At first she was a curiosity at the gym, a little girl throwing punches, but before long, her natural ability demanded recognition. One of her greatest assets as a boxer is her street-fighter attitude. “She forces her will on you” is how Jay puts it. “Every time I put her to spar, she’s got the mentality of a man. Those combinations she throws? Women don’t throw combinations like that. They don’t go so fierce. She’s got so much fury that it overwhelms people.” She is not afraid to hurt her opponent, and she is not squeamish about pain. Her response to blood in the ring is to go after it, as a weakness to be exploited. “She’s angry,” Jay explains. “But it’s not her, it’s her background. She kind of ventilates with boxing. If she wasn’t angry, if she was laid-back, she wouldn’t be that good.”
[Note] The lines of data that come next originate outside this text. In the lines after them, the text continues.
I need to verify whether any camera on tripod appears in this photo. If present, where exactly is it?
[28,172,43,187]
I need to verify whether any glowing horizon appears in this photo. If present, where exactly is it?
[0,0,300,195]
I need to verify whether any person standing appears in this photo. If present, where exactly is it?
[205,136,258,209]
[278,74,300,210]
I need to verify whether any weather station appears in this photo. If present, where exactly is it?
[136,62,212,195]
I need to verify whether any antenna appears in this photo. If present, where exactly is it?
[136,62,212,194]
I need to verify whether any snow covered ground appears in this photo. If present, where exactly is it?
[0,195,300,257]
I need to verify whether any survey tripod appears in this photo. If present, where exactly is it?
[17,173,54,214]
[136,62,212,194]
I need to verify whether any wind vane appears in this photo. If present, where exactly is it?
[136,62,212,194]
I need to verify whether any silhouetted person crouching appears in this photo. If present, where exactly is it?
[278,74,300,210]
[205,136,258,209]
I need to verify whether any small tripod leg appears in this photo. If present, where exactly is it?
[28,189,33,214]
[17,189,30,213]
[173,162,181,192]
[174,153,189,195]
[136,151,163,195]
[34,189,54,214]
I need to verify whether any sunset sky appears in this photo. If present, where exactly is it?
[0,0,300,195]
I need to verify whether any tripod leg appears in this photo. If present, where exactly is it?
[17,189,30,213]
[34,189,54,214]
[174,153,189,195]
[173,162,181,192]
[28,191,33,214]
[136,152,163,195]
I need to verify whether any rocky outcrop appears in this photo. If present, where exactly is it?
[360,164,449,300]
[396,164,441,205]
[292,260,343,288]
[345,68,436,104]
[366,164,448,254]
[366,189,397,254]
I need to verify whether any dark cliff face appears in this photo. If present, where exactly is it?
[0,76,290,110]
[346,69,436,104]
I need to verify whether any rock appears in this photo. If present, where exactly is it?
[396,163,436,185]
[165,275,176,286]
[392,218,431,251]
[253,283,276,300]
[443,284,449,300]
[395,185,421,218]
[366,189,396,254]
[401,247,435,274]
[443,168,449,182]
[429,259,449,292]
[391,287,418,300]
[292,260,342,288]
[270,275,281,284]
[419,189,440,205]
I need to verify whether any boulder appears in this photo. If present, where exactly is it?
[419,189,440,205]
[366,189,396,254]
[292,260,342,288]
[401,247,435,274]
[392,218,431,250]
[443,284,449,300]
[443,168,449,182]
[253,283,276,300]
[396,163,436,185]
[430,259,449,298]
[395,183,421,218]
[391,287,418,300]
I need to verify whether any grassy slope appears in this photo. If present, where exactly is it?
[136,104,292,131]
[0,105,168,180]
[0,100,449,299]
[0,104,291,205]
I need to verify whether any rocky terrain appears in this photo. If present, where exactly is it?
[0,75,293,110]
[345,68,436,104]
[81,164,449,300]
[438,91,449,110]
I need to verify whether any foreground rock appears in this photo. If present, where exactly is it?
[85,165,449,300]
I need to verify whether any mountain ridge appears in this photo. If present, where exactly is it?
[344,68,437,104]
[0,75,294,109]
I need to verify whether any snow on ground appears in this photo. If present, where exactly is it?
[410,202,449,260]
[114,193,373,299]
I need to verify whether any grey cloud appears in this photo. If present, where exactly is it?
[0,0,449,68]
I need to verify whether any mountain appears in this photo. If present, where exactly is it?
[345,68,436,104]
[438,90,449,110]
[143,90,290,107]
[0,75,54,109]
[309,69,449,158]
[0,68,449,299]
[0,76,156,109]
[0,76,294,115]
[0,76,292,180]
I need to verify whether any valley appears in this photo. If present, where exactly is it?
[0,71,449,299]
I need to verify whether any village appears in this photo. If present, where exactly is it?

Jay has taken on the job of caring for her both materially and emotionally. “He makes sure I have everything, like if I’m hungry, he makes sure I have something to eat”—he stocks her refrigerator with tuna and yogurt, boxers’ fare, so that her only meals aren’t the fast food she prefers—“and if I need something, like some socks, some clothes, he makes sure I have it. Like what a father’s supposed to do with his daughter.” He also runs off the guys who line up to watch Nisa box, their muscles and their egos on display. Clowns, Jay calls them, boys who would use her success for a leg up—or just use her, period. He tolerates her on-again, off-again relationship with another of his fighters, a 24-year-old pro named Carlos, but he doesn’t really approve, his aversion to her overt sexuality merely practical. “She doesn’t understand what she has to lose,” he says. “I’m asking for three years. Three years of dedication. Just fight, do what you got to do. In the long run, it’s gonna pay off for her. She’s gonna call the shots. As long as she keeps on doing what she’s doing, she’s gonna make it big. Three years and we’re gonna make her a household name.”

Nisa isn’t the only 16-year-old who might let such talk go to her head, allowing herself moments to think of what could happen if boxing pays off. She wants to buy a house in Puerto Rico for her mother and a house in Florida for her and her dad. More than anything, she wants to gain custody of Jeralyn, her 4-year-old “adopted” daughter, the child of a friend of the family, whose mother walked out when she was only a few months old. Nisa, then 13, felt oddly protective of the baby, and though Jeralyn now gets passed around among extended family and friends, she calls Nisa “Mommy.”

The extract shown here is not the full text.